Eunomius has everything figured out. Which pretty much summarises everything that is wrong with his theology. Divinity is, Eunomius claims, unbegottenness (which is why he thinks that the Son cannot be divine). Basil is aghast: “How much arrogance and pride would it take for someone to think that he has discovered the very substance of God?” (Against Eunomius, 1.12). Eunomius is like every other heretic: an aggravating know-it-all.

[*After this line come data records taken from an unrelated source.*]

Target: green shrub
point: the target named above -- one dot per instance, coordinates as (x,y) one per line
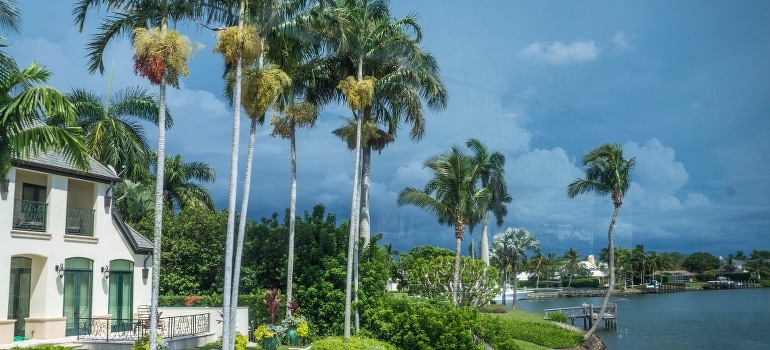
(143,343)
(355,343)
(497,329)
(494,309)
(558,317)
(421,324)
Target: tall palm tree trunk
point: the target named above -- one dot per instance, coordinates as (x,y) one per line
(227,340)
(354,211)
(515,282)
(611,266)
(484,245)
(366,171)
(242,228)
(292,220)
(158,225)
(459,230)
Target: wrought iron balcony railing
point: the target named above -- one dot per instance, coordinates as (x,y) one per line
(29,215)
(130,330)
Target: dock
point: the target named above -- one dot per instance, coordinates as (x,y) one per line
(729,284)
(568,293)
(665,288)
(588,313)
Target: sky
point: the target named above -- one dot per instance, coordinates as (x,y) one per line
(683,86)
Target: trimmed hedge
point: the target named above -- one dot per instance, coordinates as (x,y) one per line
(496,329)
(355,343)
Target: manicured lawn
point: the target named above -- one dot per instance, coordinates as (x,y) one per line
(569,338)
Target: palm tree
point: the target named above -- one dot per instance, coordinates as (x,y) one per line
(451,196)
(403,83)
(607,173)
(134,200)
(113,131)
(35,118)
(509,248)
(154,47)
(181,187)
(570,264)
(492,167)
(362,29)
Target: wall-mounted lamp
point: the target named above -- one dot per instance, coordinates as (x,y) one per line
(59,270)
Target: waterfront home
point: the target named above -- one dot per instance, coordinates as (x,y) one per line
(67,254)
(678,276)
(598,271)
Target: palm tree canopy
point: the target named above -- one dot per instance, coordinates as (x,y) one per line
(451,195)
(492,175)
(36,118)
(511,245)
(113,130)
(179,187)
(125,16)
(607,172)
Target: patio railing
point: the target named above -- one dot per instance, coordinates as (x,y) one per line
(131,330)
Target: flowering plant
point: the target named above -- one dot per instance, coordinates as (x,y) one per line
(292,321)
(263,332)
(303,330)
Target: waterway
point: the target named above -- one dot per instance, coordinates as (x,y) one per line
(709,319)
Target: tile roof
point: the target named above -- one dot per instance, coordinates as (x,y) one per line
(56,162)
(139,243)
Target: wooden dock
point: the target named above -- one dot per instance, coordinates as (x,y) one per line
(568,293)
(665,288)
(728,284)
(588,313)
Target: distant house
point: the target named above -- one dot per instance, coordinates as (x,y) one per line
(679,276)
(67,255)
(598,272)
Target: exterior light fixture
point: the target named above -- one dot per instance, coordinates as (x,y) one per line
(59,270)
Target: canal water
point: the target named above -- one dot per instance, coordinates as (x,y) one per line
(709,319)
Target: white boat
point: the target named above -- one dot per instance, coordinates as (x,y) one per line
(509,295)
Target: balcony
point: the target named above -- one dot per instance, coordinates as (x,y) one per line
(29,215)
(80,221)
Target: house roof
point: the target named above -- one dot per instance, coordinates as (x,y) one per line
(56,162)
(139,243)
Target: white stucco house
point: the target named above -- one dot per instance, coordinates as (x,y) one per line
(65,252)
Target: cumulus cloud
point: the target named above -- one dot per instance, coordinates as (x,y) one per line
(621,42)
(558,53)
(696,200)
(657,173)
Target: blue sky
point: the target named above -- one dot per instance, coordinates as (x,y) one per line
(684,86)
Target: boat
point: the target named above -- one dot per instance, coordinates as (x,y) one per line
(509,295)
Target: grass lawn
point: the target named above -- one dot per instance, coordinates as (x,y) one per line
(534,318)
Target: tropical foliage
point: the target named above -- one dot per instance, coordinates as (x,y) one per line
(451,196)
(607,173)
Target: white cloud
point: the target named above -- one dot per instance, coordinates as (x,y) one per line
(621,42)
(559,53)
(657,173)
(696,200)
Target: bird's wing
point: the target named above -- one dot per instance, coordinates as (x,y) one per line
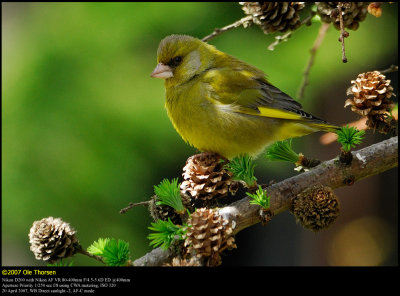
(251,94)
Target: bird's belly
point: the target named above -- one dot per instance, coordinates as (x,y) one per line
(220,130)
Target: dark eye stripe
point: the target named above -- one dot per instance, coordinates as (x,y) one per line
(174,62)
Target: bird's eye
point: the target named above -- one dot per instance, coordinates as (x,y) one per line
(175,61)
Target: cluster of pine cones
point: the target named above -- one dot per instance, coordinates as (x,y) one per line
(206,182)
(281,17)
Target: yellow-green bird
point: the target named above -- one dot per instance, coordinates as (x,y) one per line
(220,104)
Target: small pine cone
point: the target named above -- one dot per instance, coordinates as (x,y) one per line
(316,207)
(52,239)
(353,13)
(274,16)
(371,94)
(205,177)
(184,262)
(375,9)
(208,235)
(163,212)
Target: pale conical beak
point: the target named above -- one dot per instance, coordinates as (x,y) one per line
(162,71)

Arius is certain that the Son is not co-eternal with the Father. Apollinaris, agreeing that Arius must be wrong, knows that Christ can be fully divine so long as he is not fully human. Nestorius, going with the dismissal of Apollinaris, figures out how the divine and the human natures interact in Jesus (even in Mary’s womb!). Eutyches, standing with the church in rejecting Nestorius, solves the metaphysical problem of two natures (or one or three—the numbers all blend together). The early christological heretics all claim to understand the relation of the divine to the human in Christ. Each heretic solves the problem with confidence, but the church confidently keeps the problems and so keeps the faith.
The orthodox tradition maintains the tension between the knowable and the unknowable in its affirmations. We cannot know what divinity is in itself, just as we hardly understand the nature of humanity, but it seems necessary to say—if salvation is real—that Christ is fully divine and fully human and that these two “natures” are not merely pressed up against each other or mixed together, but are somehow united in the person of Jesus Christ. But orthodox theology rarely attempts to specify that “somehow”.

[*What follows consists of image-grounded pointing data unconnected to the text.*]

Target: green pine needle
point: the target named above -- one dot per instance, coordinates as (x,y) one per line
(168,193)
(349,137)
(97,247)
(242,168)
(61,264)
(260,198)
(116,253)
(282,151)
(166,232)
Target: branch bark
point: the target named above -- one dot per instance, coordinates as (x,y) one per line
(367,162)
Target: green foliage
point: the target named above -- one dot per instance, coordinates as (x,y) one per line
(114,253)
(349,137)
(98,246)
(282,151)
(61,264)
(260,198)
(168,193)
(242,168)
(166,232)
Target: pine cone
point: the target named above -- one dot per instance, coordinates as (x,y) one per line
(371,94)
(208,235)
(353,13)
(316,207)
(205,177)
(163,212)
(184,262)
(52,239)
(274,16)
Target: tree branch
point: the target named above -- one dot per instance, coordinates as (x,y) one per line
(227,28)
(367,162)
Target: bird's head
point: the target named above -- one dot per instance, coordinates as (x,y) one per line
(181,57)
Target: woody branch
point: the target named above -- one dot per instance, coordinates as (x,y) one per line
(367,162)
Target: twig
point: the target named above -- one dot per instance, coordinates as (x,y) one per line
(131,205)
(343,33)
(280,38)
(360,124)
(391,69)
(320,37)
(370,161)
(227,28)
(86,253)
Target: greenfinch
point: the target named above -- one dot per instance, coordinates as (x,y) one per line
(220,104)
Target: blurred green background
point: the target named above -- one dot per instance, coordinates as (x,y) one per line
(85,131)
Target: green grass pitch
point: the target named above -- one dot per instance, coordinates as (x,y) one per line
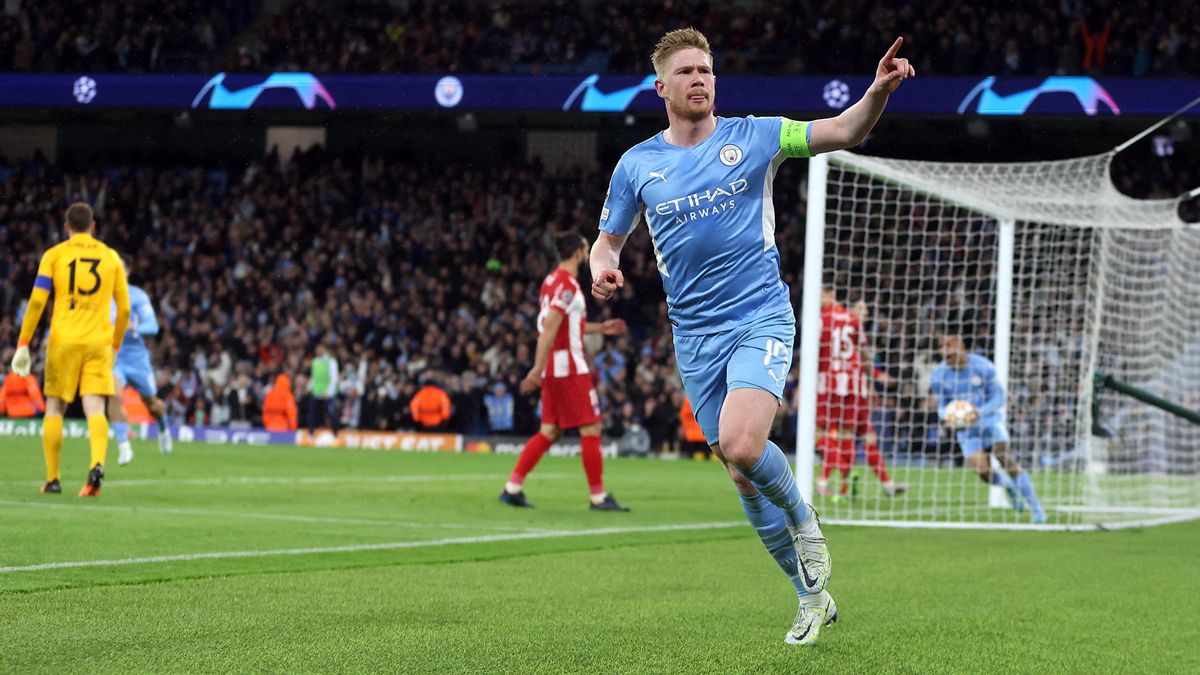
(328,560)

The heretics prefer to iron out the creases in their doctrines of God and Christ, leaving a smooth surface where everything is laid bare. But the orthodox tradition leaves the bedsheets in a crumpled pile, with hidden and mysterious crevices. Ironing the divine linen is an impossible task, for God is like a fitted sheet—accomodating yet unwieldy. Talk about God will always have hidden depths and untidy corners. “Heretics were too clever by half, thinking they could know God precisely so as to define the divine Being in all exactitude” (Frances Young, God’s Presence, 253).

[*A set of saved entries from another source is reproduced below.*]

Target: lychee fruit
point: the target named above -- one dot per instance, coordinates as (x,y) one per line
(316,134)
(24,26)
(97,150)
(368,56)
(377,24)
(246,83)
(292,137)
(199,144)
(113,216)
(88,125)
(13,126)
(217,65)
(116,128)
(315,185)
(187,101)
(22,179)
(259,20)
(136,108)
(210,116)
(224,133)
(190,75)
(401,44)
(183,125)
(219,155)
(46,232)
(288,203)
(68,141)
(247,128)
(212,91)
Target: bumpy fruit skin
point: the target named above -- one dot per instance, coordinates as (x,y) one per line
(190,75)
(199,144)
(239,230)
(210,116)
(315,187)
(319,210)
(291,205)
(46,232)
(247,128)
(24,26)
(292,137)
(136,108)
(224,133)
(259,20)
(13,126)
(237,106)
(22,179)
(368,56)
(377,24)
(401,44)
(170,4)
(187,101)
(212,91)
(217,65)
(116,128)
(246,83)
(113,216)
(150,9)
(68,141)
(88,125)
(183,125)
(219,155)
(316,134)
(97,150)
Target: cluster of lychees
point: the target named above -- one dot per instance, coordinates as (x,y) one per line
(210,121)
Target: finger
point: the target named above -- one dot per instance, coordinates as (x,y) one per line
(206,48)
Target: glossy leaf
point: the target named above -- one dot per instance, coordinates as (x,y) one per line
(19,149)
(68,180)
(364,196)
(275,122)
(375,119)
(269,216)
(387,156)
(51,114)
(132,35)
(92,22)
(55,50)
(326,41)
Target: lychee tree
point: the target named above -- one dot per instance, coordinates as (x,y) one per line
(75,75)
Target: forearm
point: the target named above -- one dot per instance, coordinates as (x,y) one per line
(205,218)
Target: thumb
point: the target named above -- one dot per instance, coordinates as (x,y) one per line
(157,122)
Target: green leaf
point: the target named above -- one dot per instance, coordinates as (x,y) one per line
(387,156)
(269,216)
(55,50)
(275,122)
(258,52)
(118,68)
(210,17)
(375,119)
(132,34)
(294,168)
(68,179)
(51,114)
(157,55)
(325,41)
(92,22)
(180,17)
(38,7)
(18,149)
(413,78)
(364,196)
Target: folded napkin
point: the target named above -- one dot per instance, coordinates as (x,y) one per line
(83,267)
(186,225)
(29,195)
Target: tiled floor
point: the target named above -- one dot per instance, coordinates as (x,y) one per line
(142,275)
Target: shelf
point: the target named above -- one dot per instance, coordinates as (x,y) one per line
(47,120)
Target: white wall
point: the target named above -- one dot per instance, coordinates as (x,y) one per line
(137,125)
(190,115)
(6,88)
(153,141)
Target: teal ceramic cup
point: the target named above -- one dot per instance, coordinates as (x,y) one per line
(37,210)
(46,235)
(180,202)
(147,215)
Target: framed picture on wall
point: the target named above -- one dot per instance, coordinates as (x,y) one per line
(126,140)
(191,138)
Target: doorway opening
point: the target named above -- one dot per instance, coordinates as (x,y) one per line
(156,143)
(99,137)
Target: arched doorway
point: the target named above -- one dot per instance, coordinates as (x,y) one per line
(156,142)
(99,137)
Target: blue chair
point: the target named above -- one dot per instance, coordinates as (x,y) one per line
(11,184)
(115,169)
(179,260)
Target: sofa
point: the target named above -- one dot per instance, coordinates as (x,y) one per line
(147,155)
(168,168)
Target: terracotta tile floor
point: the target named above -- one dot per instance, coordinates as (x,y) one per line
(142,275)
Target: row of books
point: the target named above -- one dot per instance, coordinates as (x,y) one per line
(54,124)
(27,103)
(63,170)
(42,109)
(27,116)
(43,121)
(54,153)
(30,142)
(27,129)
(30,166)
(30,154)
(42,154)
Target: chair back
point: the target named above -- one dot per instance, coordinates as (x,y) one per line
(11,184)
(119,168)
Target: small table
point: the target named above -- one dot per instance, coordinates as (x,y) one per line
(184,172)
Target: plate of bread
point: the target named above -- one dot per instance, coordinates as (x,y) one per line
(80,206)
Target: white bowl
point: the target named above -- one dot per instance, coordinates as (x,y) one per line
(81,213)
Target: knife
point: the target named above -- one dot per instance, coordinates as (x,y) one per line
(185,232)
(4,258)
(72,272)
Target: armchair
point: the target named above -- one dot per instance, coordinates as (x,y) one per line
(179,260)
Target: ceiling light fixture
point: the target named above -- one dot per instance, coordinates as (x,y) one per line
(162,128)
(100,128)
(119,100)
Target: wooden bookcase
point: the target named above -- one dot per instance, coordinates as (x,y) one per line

Rowan Williams points out that the word “heresy” comes from the Greek hairesis, which connotes making a choice that creates division—“a heresy in St Paul is… choosing to belong to this little group rather than the whole fellowship” (“What is Heresy Today?”). The heretic is the one who looks at the doctrine of God and says “I understand this” or “I can prove that this is so” in such a way as to exclude all other understandings. The creeds, by contrast, were written to establish unity within the church through prayer, contemplation, and interpretation. To riff on Robert Jenson, there is nothing as capacious as a creed.